那年夏天那个人
那年的夏天,时间并没有过去太久,但在记忆里被藏得极深,想起来颇费周折。似乎要艰难地跨过整个世纪,就像此刻,当我想要想起那个人的时候,便连他的样子都变得模糊起来。若旧影像,被蒙着尘或是划着痕了。最清晰的部分往往最容易被破坏,一大片地斑驳着,无法填满。
那年夏天,首先记起的是一把琴,是月光牌吉它。表弟说是他用过所有琴中最便宜的一把,它有褚黄色音箱,敲起来叮咚有声。可以摸拟手鼓,但比手鼓更加尖锐,清清脆脆的,像落在阶上的雨滴。我曾经不止一次地探过脑袋去寻音箱的气息,那是松木的味道,仿佛琴箱里躲着一大把森林。
在这个灯火暗淡的夜晚,我坐在阳台上,抬起手穿过时间,去敲击久远前的音箱,依然是夏天的灯火,天空依然盛开着夏日的星光,依然有清清脆脆的声音,婉啭千回。
还有一部单车,在记忆里摇摇晃晃,我曾骑着它在湖边高低错落的柏油路上,那年的暗夜,我一个人骑着它去寻找那个人,湖心的小岛上突然盛开起烟火,“卟”地一声,流了光也溢了彩,把湖水映得五彩斑澜,我惊慌地回首张望,被岁月绊倒。
为什么要想起一把琴,事实上,那个夏天有许多更有意义的事可以被记起来。水边的房子,某个窗口一直飘动的钢琴声。春天时山边胡乱地开放着杜鹃,夏天的夜晚,单车在坡上飞快地滑行,灌进满袖的风声,木槿的香气也被染进袖子里,在我骑着单车奔向那个人的时候。
我曾有一间小木屋。可以看见飘出钢琴声的窗口,看见在风中鼓荡的粉窗帘。那里一直传来一只曲子,弹的是《少女的祈祷》,永远的一只曲子,琴声透过木窗棂映在床单上,那时候,我们如此年轻,喜欢在夏天的夜晚缠绵。忽然想起来,我曾经爱过的那个人,喜欢他浅浅的笑容和漫柔的呼吸,喜欢用手轻轻地划过他温暖的后背。

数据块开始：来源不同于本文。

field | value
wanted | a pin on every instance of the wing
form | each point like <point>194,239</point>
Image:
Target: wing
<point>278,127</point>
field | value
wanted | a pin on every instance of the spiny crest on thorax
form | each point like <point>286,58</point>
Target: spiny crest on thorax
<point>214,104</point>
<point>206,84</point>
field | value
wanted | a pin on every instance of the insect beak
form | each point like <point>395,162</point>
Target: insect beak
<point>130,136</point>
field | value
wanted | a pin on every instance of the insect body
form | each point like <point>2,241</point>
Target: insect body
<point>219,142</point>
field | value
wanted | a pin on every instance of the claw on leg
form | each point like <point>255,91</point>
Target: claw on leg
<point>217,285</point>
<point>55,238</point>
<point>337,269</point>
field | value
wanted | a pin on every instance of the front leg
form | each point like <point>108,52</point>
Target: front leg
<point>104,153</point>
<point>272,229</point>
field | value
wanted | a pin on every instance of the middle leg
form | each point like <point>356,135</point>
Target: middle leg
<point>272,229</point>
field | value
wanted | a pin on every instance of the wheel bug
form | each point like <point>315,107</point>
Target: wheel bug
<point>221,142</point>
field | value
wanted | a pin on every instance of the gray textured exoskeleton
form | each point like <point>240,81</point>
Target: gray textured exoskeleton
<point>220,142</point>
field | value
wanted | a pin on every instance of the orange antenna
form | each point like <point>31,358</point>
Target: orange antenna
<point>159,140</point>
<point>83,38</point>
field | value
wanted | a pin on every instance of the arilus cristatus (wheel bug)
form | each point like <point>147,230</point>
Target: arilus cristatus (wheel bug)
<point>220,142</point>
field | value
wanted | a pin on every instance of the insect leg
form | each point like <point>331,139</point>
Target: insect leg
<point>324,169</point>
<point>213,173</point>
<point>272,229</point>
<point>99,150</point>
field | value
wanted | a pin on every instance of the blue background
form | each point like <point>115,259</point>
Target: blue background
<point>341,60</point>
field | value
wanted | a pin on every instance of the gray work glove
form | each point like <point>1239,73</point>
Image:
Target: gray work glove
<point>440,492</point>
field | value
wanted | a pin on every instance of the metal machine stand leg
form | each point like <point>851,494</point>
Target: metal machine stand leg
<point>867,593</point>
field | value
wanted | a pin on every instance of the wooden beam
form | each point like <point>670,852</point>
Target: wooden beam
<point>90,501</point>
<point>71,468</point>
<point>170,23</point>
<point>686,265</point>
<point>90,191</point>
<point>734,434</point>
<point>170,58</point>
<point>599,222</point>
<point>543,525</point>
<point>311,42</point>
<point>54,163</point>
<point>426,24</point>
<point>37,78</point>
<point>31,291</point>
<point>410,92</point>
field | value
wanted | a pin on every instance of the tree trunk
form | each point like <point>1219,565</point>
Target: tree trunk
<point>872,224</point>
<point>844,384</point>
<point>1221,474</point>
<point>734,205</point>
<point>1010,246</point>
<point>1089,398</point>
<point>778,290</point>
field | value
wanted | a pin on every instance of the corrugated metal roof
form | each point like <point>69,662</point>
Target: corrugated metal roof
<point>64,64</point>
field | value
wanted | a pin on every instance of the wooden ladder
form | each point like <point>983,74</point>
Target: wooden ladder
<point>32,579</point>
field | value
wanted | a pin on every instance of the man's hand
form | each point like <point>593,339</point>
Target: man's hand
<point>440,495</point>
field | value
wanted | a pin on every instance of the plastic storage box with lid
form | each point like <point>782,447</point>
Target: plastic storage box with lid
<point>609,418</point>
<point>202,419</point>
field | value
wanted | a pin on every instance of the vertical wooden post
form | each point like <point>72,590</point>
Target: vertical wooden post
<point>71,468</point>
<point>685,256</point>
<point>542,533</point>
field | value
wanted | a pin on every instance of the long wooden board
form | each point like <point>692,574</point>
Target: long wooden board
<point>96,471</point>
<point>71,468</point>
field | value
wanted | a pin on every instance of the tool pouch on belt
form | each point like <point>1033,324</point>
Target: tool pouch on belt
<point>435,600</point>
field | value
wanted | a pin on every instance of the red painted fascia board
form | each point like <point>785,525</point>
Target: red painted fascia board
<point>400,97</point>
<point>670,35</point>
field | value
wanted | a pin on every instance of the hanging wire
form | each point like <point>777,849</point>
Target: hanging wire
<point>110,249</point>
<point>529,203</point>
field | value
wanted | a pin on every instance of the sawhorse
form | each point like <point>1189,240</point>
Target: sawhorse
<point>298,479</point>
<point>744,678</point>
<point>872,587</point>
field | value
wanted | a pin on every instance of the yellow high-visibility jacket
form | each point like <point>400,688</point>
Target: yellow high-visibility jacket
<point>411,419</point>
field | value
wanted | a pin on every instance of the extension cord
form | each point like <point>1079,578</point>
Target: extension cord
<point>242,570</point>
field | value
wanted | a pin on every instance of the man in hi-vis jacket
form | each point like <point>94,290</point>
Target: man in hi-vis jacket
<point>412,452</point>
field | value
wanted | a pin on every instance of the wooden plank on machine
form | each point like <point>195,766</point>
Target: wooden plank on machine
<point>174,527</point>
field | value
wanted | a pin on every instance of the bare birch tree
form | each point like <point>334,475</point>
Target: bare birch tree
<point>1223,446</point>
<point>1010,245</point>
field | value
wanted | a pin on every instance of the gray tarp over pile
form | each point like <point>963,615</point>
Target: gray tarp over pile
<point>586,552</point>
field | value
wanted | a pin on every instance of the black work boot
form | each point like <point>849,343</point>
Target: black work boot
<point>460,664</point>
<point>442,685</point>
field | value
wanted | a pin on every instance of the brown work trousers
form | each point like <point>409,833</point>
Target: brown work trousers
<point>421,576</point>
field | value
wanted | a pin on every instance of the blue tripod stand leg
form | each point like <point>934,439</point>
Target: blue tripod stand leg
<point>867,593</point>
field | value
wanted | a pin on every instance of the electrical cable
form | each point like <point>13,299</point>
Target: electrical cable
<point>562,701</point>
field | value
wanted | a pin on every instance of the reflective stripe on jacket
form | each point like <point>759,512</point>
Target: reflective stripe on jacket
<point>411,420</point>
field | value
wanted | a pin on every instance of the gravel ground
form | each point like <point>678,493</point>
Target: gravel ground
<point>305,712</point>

我们在湖水里游动,把整个午后的光阴都交给它。湖水有水藻气息,我喜欢潜入水底,在水底似乎能听到久远的声音,好像与童年的故乡那方池塘一脉相承,事实上所有的水都是一脉相承的。那年夏天的水底,我听到的却分明是模糊的琴音,依旧是《少女的祈祷》。当我在水底张开眼,阳光亮亮地在水底流动,像夜晚窗前飘动的窗帘。
我坐在多年后的阳台上,此地离那个人似隔着被颠覆的岁月。我住的地方没有木槿,整个夜晚都被夜来香的气味所浸润。我不喜欢这种浓得让我失忆的香气,事实上,我开始拒绝任何一种香气,把它们看成罪孽的本源。
我曾经在木槿和琴声里爱过一个人,他叫什么?爱使我多年后失去了他的模样。
在湖边,我有一座想象中的木屋,那是他的房子,其实它只是一个结构牢固但相当难看的几何型建筑。我们穿着塑料拖鞋在木地板上踢踢踏踏地走动。那年夏天我们有着持续不断的热情,相爱被当成短暂幸福的借口,我们彼此相互抚摸着。遥远的琴声穿过我们胸口,变成永远的忧伤。
湖边有短短的石阶,有些人来了,有些人走了,有些人在石阶上演释着爱情,有些人在湖边挥手道别。
我曾见过一生中最绚丽的烟火,在空旷的湖面流动,在幽蓝的天空绽放,它是如此落寞,像我的青春,一闪而灭。
开始的开始,是谁在风中吟唱,在落满阳光的山坡,在水湄。我骑着单车奔向那个人的时候,寻找我的小幸福的时候,似乎被爱情所满溢,青春如此美好,妙不可言。两个人相遇了,然后若燕子般轻灵地转身,然后擦肩而过……
我的表弟曾经有一把月光牌吉它,它是他所有吉它中最便宜的一把,它有褚黄色的音箱,却见证着一段让我唏嘘不已的爱情历程。在很久之前,在莲湖之畔。
某年夏天,我骑着单车在深夜里穿行,耳畔有模模糊糊的琴声,它是如此亲切而持久,在多年之后开放。
我奔向那个人,奔向我的小幸福。
多年之后,当我试图再次想起他的时候,才发现,自己原来是真的真心地爱过他。